Using this technique one doesn't have to create extra threads. Actually the only real legitimation for creating threads is when your bottleneck is the computation time (i.e. CPU load), and the machine has several CPUs (or cores).
And creating a thread just to let it be blocked by the OS most of the time - this doesn't make sense. This leads to the unjustified waste of the OS resources, complicates the program (need for synchronization and etc.).
Unfortunately not all the libraries/APIs allow asynchronous mode of operation, thus making creating extra threads the necessarily evil.
EDIT2:
I've already found the solution, thansk to ereOn.
For all those who nevertheless insist that it's not worth doing things "in background" while "waiting" for the I/O to complete using overlapped I/O. I disagree, and I think there's no point to argue about this. At least this is not related to the subject.

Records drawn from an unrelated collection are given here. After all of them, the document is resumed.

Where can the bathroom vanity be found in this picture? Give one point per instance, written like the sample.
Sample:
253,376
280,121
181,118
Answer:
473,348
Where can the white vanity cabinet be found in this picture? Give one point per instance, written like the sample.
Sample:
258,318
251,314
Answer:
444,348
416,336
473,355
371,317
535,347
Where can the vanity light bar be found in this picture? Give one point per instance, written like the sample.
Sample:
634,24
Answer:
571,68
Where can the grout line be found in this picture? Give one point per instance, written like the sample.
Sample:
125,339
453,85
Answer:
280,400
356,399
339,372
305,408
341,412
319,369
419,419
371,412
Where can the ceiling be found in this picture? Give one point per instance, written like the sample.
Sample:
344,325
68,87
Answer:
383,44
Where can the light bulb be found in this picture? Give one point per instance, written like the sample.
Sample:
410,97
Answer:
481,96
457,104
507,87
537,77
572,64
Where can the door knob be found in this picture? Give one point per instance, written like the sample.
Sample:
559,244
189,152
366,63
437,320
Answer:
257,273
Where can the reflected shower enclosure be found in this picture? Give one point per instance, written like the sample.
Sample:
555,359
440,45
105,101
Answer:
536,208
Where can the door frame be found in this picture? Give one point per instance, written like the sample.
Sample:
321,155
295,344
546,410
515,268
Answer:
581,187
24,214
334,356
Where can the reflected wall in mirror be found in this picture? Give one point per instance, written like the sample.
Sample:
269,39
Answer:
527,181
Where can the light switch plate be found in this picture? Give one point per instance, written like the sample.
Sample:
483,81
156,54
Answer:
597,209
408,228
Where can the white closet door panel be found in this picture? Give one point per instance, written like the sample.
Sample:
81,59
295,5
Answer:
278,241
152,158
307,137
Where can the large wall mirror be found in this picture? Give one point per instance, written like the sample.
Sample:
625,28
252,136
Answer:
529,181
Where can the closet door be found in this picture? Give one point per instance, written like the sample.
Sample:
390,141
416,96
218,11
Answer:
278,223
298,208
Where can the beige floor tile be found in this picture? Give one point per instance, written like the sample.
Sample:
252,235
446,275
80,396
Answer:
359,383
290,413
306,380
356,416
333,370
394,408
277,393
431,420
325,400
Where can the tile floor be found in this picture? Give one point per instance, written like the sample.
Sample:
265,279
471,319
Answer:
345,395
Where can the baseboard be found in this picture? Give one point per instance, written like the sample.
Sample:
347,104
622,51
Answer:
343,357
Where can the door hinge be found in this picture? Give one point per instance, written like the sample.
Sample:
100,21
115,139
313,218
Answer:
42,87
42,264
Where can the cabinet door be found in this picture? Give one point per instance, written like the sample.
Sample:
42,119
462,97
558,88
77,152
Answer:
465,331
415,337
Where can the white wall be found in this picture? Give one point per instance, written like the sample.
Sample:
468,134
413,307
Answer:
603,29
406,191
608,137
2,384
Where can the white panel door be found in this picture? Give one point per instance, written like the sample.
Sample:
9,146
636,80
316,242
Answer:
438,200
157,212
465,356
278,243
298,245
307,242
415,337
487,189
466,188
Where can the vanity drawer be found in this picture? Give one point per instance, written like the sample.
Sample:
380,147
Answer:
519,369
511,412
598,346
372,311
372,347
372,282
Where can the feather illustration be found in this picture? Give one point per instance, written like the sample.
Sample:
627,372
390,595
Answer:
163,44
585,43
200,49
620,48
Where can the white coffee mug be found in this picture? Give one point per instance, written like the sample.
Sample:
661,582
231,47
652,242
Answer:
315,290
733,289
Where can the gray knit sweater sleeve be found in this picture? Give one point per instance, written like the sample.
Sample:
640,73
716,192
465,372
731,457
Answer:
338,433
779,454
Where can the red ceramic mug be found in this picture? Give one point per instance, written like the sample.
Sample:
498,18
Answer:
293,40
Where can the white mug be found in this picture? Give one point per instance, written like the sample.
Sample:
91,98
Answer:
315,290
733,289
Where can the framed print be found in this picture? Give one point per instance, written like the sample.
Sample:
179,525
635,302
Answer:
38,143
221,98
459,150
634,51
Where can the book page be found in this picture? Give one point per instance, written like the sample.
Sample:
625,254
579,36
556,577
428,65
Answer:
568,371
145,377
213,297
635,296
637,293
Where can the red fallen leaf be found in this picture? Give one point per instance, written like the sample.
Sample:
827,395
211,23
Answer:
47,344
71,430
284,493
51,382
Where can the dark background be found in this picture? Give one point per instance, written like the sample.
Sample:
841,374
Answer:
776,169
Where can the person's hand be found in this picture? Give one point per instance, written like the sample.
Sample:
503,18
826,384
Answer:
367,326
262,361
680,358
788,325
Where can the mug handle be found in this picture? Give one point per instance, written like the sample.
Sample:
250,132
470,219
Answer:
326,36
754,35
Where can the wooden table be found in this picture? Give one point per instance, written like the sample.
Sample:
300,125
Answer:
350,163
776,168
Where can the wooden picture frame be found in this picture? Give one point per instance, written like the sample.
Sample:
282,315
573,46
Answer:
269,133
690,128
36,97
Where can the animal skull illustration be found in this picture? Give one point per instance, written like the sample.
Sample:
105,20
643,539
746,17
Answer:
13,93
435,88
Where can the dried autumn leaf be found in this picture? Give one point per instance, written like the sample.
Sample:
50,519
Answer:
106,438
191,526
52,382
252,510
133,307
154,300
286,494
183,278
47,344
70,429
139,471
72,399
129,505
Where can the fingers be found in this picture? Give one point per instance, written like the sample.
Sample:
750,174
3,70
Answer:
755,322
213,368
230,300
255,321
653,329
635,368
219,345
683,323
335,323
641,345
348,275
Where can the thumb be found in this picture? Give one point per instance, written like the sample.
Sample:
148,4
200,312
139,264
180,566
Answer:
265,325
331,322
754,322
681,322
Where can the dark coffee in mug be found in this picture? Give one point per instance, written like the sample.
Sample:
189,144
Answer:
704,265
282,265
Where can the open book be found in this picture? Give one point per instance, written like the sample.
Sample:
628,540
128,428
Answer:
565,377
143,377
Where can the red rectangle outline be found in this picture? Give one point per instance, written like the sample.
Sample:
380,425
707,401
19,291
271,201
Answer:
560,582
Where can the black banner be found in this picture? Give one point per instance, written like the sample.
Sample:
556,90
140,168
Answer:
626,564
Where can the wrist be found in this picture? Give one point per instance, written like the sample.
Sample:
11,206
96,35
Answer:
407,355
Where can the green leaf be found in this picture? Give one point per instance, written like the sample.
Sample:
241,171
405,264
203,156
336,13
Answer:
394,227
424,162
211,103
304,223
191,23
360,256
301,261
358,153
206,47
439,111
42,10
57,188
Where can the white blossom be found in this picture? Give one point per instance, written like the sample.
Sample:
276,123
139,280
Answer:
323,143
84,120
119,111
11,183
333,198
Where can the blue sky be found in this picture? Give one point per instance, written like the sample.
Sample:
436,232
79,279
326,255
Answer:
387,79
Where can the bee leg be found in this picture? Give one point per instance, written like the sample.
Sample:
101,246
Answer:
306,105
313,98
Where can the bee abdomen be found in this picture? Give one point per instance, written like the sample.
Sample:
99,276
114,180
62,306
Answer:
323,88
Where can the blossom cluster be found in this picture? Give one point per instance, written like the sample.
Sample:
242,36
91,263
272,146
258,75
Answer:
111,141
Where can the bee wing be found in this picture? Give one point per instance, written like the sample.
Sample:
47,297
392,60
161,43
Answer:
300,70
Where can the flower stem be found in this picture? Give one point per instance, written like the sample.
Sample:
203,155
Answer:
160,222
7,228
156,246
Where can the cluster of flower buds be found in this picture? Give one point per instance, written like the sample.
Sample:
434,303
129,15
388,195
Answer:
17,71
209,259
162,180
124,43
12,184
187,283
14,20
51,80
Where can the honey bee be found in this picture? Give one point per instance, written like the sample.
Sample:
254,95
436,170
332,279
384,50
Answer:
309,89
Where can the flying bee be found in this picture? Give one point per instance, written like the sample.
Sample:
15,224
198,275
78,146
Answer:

I'm a Windows programmer (as you may noticed), and I have a very extensive experience in all kinds of multitasking. Plus I'm also a driver writer, so that I also know how things work "behind the scenes".
I know that it's a "common practice" to create several threads to do several things "in parallel". But this doesn't mean that this is a good practice. Please allow me not to follow the "common practice".
I don't understand why you want the interruption to come from the same thread and I even don't understand how that would be possible: if the current thread is blocked, waiting for some IO, you can't execute any other code. (Yeah, that's what "blocked" means)
Perhaps if you give us more hints about why you want this, we might help further.
Usually, I use sqlite3_interrupt() to cancel calls. But this, obviously, involves that the call is made from another thread.
By default, SQLite is threadsafe. It sounds to me like the easiest thing to do would be to start the Sqlite command on a background thread, and let SQLite to the necessary locking to have that work.
From your perspective then, the sqlite call looks like an asynchronous bit of I/O, and you can continue normal processing on this thread, such as e.g. using a loop including interruptible sleep and a bit of occasional background processing (e.g. to update a liveness indicator). When the SQLite statement completes, the background thread should set a state variable to indicate this, wake the main thread (if necessary), and terminate.